Ich finde, allein schon die Tatsache, dass da eine Frau auf der Bühne steht, spricht ja für sich. Das ist ein Stück Feminismus. Trotzdem glaube ich, es ist nicht immer nötig, das zu verbalisieren. Die Leute verstehen das schon allein dadurch, dass ich gut alleine durchs Leben komme und mir nichts sagen lasse. Das ist genauso wichtig wie das jetzt alles nochmals aufzudröseln. Es wird viel gesagt, aber es zu leben ist genauso wichtig.

Mir kommt es so vor, als wären in der Comedyszene mehr Frauen unterwegs als in der Kabarettszene. Wenn Sie da mitgehen, haben Sie eine Erklärung?

Männer erklären wie gesagt anderen gerne die Welt. Ich glaube, es gibt da auch Studien, die besagen, dass sich Menschen lieber von Männern die Welt erklären lassen als von Frauen. Was ich nicht verstehe, ehrlich gesagt, weil beide Sichtweisen ja spannend sind. Und die Aufteilung ist schon ein bisschen so – das politische Kabarett ist relativ männerlastig, Frauen thematisieren stärker das Menschliche. Ich finde, dass Comedy auch die Welt erklärt, das ist nur nicht so parteipolitisch gefärbt. Es ist allerdings auch häufig so, dass das Kabarettpublikum in seiner Meinung vor allem bestätigt werden möchte.
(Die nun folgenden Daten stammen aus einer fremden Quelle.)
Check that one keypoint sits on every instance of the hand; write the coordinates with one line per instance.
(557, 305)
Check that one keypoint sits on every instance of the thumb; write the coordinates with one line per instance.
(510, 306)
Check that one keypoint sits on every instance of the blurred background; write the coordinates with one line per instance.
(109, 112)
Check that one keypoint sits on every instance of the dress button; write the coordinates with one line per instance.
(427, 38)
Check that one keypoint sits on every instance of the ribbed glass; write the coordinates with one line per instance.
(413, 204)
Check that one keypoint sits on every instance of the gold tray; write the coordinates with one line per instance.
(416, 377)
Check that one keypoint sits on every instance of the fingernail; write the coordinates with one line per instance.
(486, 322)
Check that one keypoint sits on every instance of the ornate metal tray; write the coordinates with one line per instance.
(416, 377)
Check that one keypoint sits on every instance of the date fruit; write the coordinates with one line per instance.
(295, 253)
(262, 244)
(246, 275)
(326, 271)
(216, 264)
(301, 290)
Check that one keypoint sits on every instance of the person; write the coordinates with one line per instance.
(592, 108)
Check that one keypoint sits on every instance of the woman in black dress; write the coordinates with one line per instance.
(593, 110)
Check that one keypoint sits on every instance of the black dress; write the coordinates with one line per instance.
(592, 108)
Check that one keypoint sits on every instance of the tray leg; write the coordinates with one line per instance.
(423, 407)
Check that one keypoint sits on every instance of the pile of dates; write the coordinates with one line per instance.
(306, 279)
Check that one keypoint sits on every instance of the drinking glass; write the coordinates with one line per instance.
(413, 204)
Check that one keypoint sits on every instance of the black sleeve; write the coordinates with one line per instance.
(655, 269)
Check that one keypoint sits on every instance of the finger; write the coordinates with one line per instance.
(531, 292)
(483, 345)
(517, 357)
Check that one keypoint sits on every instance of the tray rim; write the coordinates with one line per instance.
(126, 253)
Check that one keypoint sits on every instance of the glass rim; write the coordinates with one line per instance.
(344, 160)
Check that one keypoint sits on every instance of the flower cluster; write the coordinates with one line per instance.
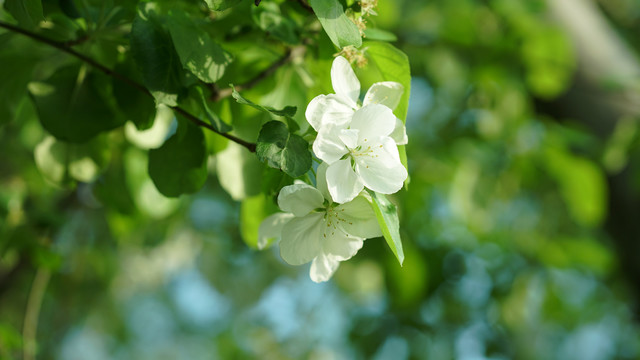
(358, 144)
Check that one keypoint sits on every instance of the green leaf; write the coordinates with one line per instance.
(379, 34)
(388, 63)
(269, 18)
(239, 172)
(219, 5)
(179, 166)
(153, 52)
(28, 12)
(387, 215)
(70, 106)
(582, 185)
(214, 119)
(283, 150)
(287, 111)
(134, 104)
(15, 73)
(62, 162)
(341, 30)
(252, 211)
(197, 51)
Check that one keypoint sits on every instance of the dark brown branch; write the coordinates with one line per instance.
(219, 94)
(64, 48)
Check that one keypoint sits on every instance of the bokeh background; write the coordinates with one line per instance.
(521, 224)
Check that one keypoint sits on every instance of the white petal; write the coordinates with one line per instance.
(322, 268)
(321, 181)
(339, 244)
(271, 229)
(329, 109)
(328, 147)
(344, 80)
(342, 181)
(349, 137)
(373, 121)
(380, 169)
(358, 218)
(301, 239)
(399, 134)
(387, 93)
(299, 199)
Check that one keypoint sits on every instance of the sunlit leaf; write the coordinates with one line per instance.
(197, 51)
(153, 52)
(387, 215)
(341, 30)
(283, 150)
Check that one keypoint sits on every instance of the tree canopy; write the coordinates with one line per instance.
(168, 168)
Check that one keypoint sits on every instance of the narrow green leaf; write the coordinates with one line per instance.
(153, 52)
(219, 5)
(252, 211)
(15, 73)
(341, 30)
(70, 106)
(197, 51)
(134, 104)
(283, 150)
(214, 119)
(387, 63)
(269, 18)
(179, 166)
(379, 34)
(287, 111)
(28, 12)
(387, 215)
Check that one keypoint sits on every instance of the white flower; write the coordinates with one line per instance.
(316, 229)
(338, 108)
(361, 153)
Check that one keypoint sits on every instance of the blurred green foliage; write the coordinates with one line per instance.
(503, 224)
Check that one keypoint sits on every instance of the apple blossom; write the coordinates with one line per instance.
(360, 153)
(338, 108)
(314, 228)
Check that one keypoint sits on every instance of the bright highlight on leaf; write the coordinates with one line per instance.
(342, 31)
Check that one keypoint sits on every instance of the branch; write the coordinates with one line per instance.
(305, 5)
(218, 94)
(64, 48)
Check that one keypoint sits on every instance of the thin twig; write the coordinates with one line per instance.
(218, 94)
(32, 313)
(305, 5)
(62, 47)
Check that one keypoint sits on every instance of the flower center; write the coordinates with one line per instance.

Da ist dann die Frage, ob es einen weiterbringt. Wenn bei einem Comedyabend viel Zwischenmenschliches beleuchtet wird, finde ich das fürs alltägliche Miteinander mindestens genauso wichtig. Es ist also nicht nur entscheidend, dass beispielsweise der Name Merkel fällt. Darüber sollten wir eigentlich schon hinweg sein.

Gibt es ein anderes Projekt, das Sie in Zukunft gerne beruflich angehen würden?

Das Schöne ist, dass mein Beruf mir wahnsinnig viele Möglichkeiten bietet und ich da sehr vielseitig unterwegs sein kann. Ein Beispiel ist der Podcast mit Gerburg Jahnke, also meiner Vorgängerin von „Ladies Night“. Die Idee ist entstanden, als wir uns getroffen haben und bei einem gemeinsamen Frühstück saßen. Spontan haben wir festgestellt, eigentlich sollten wir jetzt einfach ein Mikro aufstellen, und haben das dann auch ausprobiert. Es ist super gelaufen, mittlerweile ist es die 60. Folge und nach einer Pause haben uns die Leute gelöchert, wann es denn endlich weitergeht. Das war wirklich schön zu merken, dass sich da eine richtige Community aufgebaut hat.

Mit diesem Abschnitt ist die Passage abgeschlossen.